I will be coming out, in answer to part of your question here, next week with some suggestions, not in anger, not for partisan political gain, certainly not assailing the Congress in which I once served. But hopefully, making constructive suggestions as to how we can avoid in the future that which the American people, I think rather unanimously, think has been a kind of a messy situation.
It's been very interesting here. Everyone, including me, have been glued to our television sets. We saw some ugliness. We saw some good things. We saw some people that wanted to bring this man down for reasons having nothing to do with sexual harassment. But we also saw the prevailing wisdom of the American people.
So I don't think that these -- what I think of is the women's groups, feminist groups that were on the television every day berating those that voted the other way, voting for Thomas -- I don't think they speak for all the women in this country.
And I might say something I hope you don't think is too controversial. I don't believe that the civil rights leaders all speak for the American people on a matter of this nature. If they did, how come support for Judge Thomas would have been so strong among black Americans?
So, I've learned a lot. I'm still, as you can tell from this rambling answer, trying to sort it out, and I will be for the next few days. Then I'll have some constructive suggestions. And I expect half the people in that room, maybe more, will criticize and the other half might see some merits to what I suggest. But we're a strong country, and we can get beyond the ugliness of all of this. And let's hope something good comes out of it. And I want to do my part to heal whatever wounds do exist out there.
Mr. Langer. Thank you.
The President. Well, thank you all very much. Ralph, thank you, sir.

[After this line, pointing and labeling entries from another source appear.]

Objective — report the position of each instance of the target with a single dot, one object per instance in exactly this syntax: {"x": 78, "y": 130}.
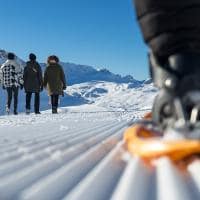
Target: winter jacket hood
{"x": 33, "y": 77}
{"x": 11, "y": 74}
{"x": 54, "y": 79}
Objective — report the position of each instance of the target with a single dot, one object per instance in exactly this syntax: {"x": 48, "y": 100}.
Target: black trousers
{"x": 37, "y": 101}
{"x": 12, "y": 92}
{"x": 170, "y": 26}
{"x": 54, "y": 101}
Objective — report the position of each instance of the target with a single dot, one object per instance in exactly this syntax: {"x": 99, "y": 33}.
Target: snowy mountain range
{"x": 82, "y": 73}
{"x": 88, "y": 86}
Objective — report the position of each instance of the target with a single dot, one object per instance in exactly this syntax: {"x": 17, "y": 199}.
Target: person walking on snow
{"x": 11, "y": 79}
{"x": 54, "y": 81}
{"x": 33, "y": 83}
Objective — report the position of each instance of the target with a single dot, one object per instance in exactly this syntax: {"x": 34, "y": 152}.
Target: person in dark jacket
{"x": 11, "y": 74}
{"x": 33, "y": 83}
{"x": 54, "y": 81}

Mr. Langer. Thank you, Mr. President.
The President. Over and out.
Note: The President spoke at 12:15 p.m. from Room 459 in the Old Executive Office Building to the 57th annual convention of Associated Press Managing Editors, meeting in Detroit, MI. In his remarks, the President referred to Ralph Langer, president of the Associated Press Managing Editors; Secretary of Defense Richard B. Cheney; President Saddam Hussein of Iraq; Clarence Thomas, who was confirmed by the Senate on October 15 as Supreme Court Associate Justice; Anita Hill, University of Oklahoma law professor, who testified against Clarence Thomas before the Senate Judiciary Committee during his confirmation hearing on October 11; and Louis D. Boccardi, president and chief executive officer of the Associated Press.